"Makasih ya Kak Fadil. Aya sudah memaafkan Kakak. Maafkan Aya juga bila Aya punya salah sama Kakak." ucap Aya dengan pelan. Rasa haru dan bahagia bercampur menjadi satu. Moment yang sangat indah ini tidak mungkin dilupakan oleh Aya.
Fadil dan Aya sudah berada di atas motor besar Sang Kakak. Tujuannya adalah rumah sakit dimana merawat Fathur. Tidak jauh dari kost. Aya pun memberikan petunjuk dan Fadil pun mengikuti arahan Sang adik tercinta.
"Belok kanan Kak Fadil, nah kita parkir disana." ucap Aya dengan nada bicara datar dan terlihat tenang.
Fadil memarkirkan motornya dan memandang ke arah sekitar.
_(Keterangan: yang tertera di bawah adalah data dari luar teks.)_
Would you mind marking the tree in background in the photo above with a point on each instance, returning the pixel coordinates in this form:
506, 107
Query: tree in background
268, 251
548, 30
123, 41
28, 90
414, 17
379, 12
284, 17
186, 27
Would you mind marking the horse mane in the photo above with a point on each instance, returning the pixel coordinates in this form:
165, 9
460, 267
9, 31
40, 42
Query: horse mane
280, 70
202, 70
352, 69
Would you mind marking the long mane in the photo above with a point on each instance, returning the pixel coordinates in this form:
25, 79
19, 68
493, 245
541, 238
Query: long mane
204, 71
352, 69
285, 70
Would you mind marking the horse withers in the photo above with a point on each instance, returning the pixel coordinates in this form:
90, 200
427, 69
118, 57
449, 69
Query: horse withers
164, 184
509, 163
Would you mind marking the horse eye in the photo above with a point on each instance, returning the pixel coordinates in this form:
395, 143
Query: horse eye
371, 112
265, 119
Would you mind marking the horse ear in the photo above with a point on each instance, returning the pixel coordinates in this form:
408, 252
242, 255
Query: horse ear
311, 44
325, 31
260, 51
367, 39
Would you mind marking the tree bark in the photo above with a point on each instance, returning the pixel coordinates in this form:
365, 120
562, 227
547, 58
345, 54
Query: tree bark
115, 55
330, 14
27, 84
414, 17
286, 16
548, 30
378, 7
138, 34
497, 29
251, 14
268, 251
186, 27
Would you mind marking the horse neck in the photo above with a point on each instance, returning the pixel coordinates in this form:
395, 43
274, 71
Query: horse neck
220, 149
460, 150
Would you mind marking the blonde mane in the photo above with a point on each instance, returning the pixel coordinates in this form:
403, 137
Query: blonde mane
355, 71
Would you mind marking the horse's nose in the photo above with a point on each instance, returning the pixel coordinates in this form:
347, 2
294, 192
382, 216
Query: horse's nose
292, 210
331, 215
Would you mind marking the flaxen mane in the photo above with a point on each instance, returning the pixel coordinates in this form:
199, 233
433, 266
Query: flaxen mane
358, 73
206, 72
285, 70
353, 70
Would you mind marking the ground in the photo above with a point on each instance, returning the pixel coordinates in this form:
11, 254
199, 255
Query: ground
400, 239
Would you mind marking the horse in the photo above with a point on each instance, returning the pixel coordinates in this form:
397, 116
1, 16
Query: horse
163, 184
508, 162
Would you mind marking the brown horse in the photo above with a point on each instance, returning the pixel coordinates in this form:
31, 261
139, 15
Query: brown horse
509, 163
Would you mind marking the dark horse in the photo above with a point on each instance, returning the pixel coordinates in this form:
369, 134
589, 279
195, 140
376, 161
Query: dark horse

Pandangannya dibedakan ke seluruh penjuru tempat itu. Bukankah ini rumah sakit, batinnya pelan.
Fadil mengunci stang motornya dan berjalan mengikuti langkah pelan Aya menuju arah depan rumah sakit.
Fadil pun menyesejajarkan jalannya dengan Aya. Digenggam tangan adiknya itu dengan sangat erat. Lalu menoleh ke arah Aya yang masih menatap lurus ke depan melewati lorong rumah sakit.
"Sebenarnya ada apa? Kenapa kita harus ke tempat ini. Katakan padaku!" ucap Fadil dengan lantang. Langkahnya pun dihentikan dan menarik pergelangan tangan Aya aga mengikutinya berhenti juga.
Aya menurut, dia berhenti dan menatap tajam ke arah Fadil yang masih berdiri fokus pada kedua netra Aya. Keduanya saling bertatap tajam. Fadil menatap penuh harap sedangkan Aya menatap penuh rasa sakit hati dan kecewa.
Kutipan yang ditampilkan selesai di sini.